What does MEP stand for /
Updated: Mar 25
The acronym MEP within the construction industry typically refers to Mechanical, Electrical and Public Health (or Plumbing) engineering building services installations or systems.
Mechanical building services may comprise heating, comfort cooling and ventilation systems.
Electrical building services consist of lighting (interior, exterior, emergency), power supply and distribution, telecommunications, containment, control, fire alarm and detection, security, lightning protection systems.
Public health can be used to refer to domestic water, foul drainage, surface water drainage services.
There are many other systems that can fall within the remit of a MEP engineer, for example, the various types of gas that may be employed within a building; low and zero carbon technologies; energy management systems.
When designing building systems, an integrated MEP engineering approach yields better results than specifying each building system in isolation.

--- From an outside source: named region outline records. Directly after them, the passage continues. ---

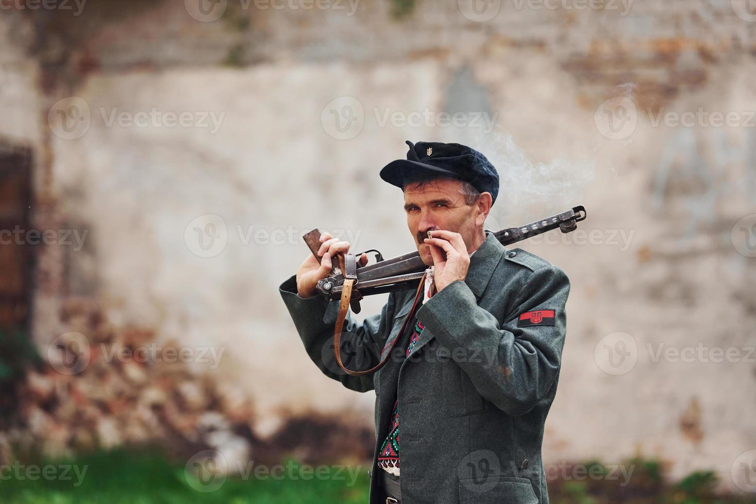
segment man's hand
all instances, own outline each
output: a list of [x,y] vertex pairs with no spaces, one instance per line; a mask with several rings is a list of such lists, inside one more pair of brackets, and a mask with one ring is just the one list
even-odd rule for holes
[[[311,298],[315,295],[318,293],[315,289],[318,286],[318,281],[325,278],[330,273],[333,258],[336,254],[347,253],[351,246],[349,242],[339,241],[339,239],[331,237],[330,233],[321,235],[321,243],[318,256],[322,258],[318,260],[310,254],[296,272],[296,291],[299,297]],[[360,257],[359,264],[364,266],[366,264],[367,264],[367,254],[363,254]]]
[[[423,241],[430,246],[430,254],[433,257],[433,282],[435,289],[440,292],[452,282],[465,280],[470,256],[459,233],[439,229],[430,233],[433,237]],[[446,253],[445,260],[442,250]]]

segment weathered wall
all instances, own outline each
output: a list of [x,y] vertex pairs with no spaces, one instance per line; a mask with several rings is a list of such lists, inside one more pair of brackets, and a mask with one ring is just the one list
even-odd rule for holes
[[[69,255],[72,292],[100,296],[116,322],[225,348],[217,373],[243,383],[263,412],[354,407],[369,422],[370,394],[319,374],[277,287],[306,254],[296,239],[316,226],[345,230],[361,250],[411,249],[401,192],[377,172],[404,156],[406,139],[459,139],[502,173],[490,227],[578,203],[589,211],[588,243],[575,234],[524,245],[572,282],[547,459],[642,454],[670,460],[673,475],[716,468],[727,476],[756,447],[756,373],[745,357],[754,345],[756,269],[731,240],[754,212],[754,129],[652,120],[660,110],[744,120],[756,110],[754,23],[730,2],[638,2],[626,16],[621,4],[503,2],[486,23],[430,2],[392,20],[388,3],[375,1],[354,16],[229,2],[218,21],[200,23],[181,3],[110,18],[73,49],[73,60],[88,64],[70,94],[86,104],[90,124],[49,144],[60,209],[89,230]],[[637,117],[616,139],[600,109],[612,97],[631,99]],[[33,97],[12,107],[33,110]],[[360,107],[355,136],[330,122],[332,111]],[[107,124],[114,110],[153,109],[222,119],[217,131],[209,119]],[[381,125],[386,113],[426,110],[485,113],[495,127]],[[0,118],[0,131],[11,128]],[[39,138],[34,124],[23,131],[17,135]],[[200,257],[194,228],[218,221],[194,219],[209,214],[222,218],[228,242]],[[369,300],[363,313],[383,302]],[[741,358],[658,359],[662,344],[735,348]]]

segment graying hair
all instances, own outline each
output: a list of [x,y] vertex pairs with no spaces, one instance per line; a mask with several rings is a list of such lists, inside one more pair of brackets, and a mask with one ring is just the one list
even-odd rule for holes
[[407,189],[408,186],[415,187],[416,189],[422,189],[423,187],[430,185],[433,182],[440,180],[451,180],[457,181],[460,183],[460,193],[465,198],[465,204],[468,206],[473,205],[478,198],[480,197],[480,191],[472,187],[472,184],[466,181],[460,181],[456,178],[452,178],[451,177],[438,177],[434,175],[427,175],[425,174],[420,175],[417,174],[415,176],[411,175],[404,178],[404,185],[401,188],[402,190]]

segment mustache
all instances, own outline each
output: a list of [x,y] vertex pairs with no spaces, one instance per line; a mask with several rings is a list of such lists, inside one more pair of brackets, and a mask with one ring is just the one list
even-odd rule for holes
[[417,239],[417,243],[424,245],[425,242],[423,240],[428,237],[428,231],[435,231],[435,229],[429,229],[425,231],[417,231],[415,237]]

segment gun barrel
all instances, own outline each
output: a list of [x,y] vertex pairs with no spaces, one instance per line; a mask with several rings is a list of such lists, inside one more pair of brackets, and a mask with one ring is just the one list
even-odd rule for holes
[[[562,233],[570,233],[577,229],[577,223],[585,220],[587,216],[585,207],[579,205],[566,212],[534,221],[523,226],[503,229],[494,233],[494,236],[502,245],[506,246],[557,227]],[[426,268],[427,266],[423,262],[417,251],[359,267],[357,270],[357,283],[352,289],[352,298],[360,299],[373,294],[417,289],[417,283]],[[318,292],[329,299],[339,299],[343,283],[342,274],[335,270],[330,277],[318,283]]]

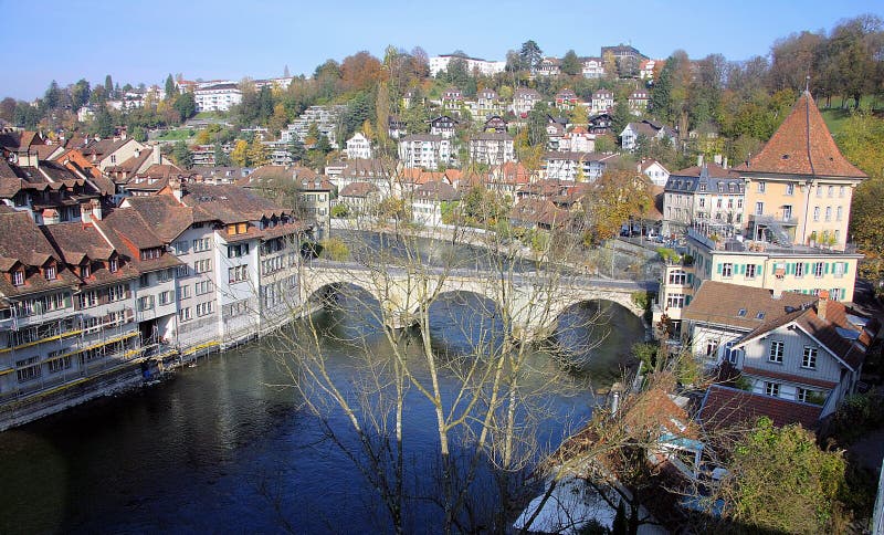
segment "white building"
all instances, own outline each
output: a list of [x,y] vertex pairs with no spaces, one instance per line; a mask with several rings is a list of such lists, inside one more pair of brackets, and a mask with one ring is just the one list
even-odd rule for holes
[[435,170],[451,165],[451,141],[432,134],[413,134],[399,140],[399,159],[407,168]]
[[242,92],[236,84],[215,84],[193,91],[197,112],[228,112],[242,102]]
[[351,138],[347,139],[346,153],[348,159],[371,159],[371,141],[361,132],[357,132]]
[[506,69],[505,61],[486,61],[478,57],[448,54],[430,57],[430,75],[436,76],[439,73],[448,71],[449,63],[455,59],[465,61],[466,72],[471,74],[473,71],[478,71],[478,73],[483,76],[493,76],[497,73],[504,72],[504,69]]

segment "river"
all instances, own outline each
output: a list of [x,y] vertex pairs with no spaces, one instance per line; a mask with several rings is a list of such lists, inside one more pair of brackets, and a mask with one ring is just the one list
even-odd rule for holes
[[[461,326],[494,322],[474,317],[481,298],[449,294],[431,308],[436,350],[459,353],[476,336]],[[347,298],[315,315],[323,332],[361,329],[382,336]],[[580,365],[577,388],[541,392],[549,408],[537,439],[554,448],[562,431],[586,421],[594,387],[620,374],[629,348],[642,339],[641,322],[619,305],[604,306],[603,327],[588,332],[581,317],[593,305],[570,310],[556,337]],[[466,322],[464,321],[466,319]],[[372,334],[373,332],[373,334]],[[417,333],[409,334],[420,348]],[[582,352],[588,340],[598,347]],[[329,373],[354,377],[354,348],[332,336],[320,339]],[[591,343],[590,345],[596,345]],[[305,410],[278,366],[280,354],[252,343],[201,359],[154,387],[98,399],[0,433],[0,533],[379,533],[389,528],[378,494],[341,450],[325,440],[316,416]],[[548,352],[533,352],[526,388],[543,387],[560,371]],[[418,374],[423,371],[418,370]],[[443,391],[459,382],[443,375]],[[408,394],[407,485],[415,493],[430,478],[438,450],[433,411]],[[352,444],[337,412],[329,427]],[[440,510],[424,500],[408,502],[407,527],[432,533]]]

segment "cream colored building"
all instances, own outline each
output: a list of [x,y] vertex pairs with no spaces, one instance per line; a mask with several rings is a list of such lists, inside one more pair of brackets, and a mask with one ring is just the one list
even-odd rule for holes
[[810,94],[735,170],[746,180],[747,238],[844,250],[853,189],[867,177],[838,149]]

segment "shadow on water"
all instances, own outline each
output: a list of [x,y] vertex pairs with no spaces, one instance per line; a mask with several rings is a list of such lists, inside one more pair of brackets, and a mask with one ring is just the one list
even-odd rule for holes
[[[502,326],[493,305],[473,294],[443,297],[430,311],[434,350],[462,355],[476,339],[498,344]],[[389,355],[383,327],[367,312],[371,306],[377,303],[366,295],[343,294],[313,317],[326,333],[319,345],[328,355],[329,373],[341,384],[356,384],[354,363],[364,358],[361,350],[378,358]],[[633,323],[621,314],[612,312],[617,328],[604,340],[610,349],[603,349],[610,355],[602,355],[601,346],[593,349],[591,365],[599,369],[590,366],[593,381],[606,363],[618,369],[614,363],[642,332],[638,319]],[[419,334],[406,336],[407,354],[424,380]],[[278,533],[284,526],[297,533],[388,531],[376,490],[326,439],[296,391],[276,386],[291,381],[277,365],[278,356],[267,343],[249,344],[200,360],[197,368],[156,387],[103,398],[0,433],[0,532]],[[544,352],[530,358],[538,370],[556,366]],[[528,380],[539,389],[543,374]],[[443,375],[441,387],[451,396],[457,380]],[[430,403],[415,389],[407,396],[408,526],[427,532],[427,526],[439,525],[440,508],[427,483],[438,473],[438,437]],[[537,439],[555,447],[567,426],[589,418],[593,399],[583,388],[577,396],[546,394],[544,402],[548,419]],[[357,443],[339,411],[327,421],[345,445]],[[455,453],[469,452],[469,442],[460,442],[460,436],[457,440]],[[473,497],[497,500],[497,475],[485,470],[475,486],[481,492]]]

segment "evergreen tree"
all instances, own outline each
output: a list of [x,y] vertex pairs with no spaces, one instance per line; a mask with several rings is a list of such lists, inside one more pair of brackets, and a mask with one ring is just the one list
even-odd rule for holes
[[166,77],[166,99],[171,101],[172,96],[178,93],[178,90],[175,86],[175,78],[172,78],[171,73]]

Interactions between building systems can be especially difficult to coordinate when the design process is isolated, with clashes in positioning of each services equipment becoming more likely.
MEP design is important for planning, decision making, accurate documentation, performance and cost-estimation, construction, and operating/maintaining the resulting facilities.
MEP specifically encompasses the in-depth design and selection of building services, as opposed to a tradesperson simply installing equipment. For example, a plumber may select and install a commercial hot water system based on common practice and regulatory codes. A team of MEP engineers will research the best design according to the principles of engineering, and supply installers with the specifications they develop. As a result, engineers working in the MEP field must understand a broad range of disciplines, including dynamics, mechanics, fluids, thermodynamics, heat transfer, chemistry, electricity, and information technology.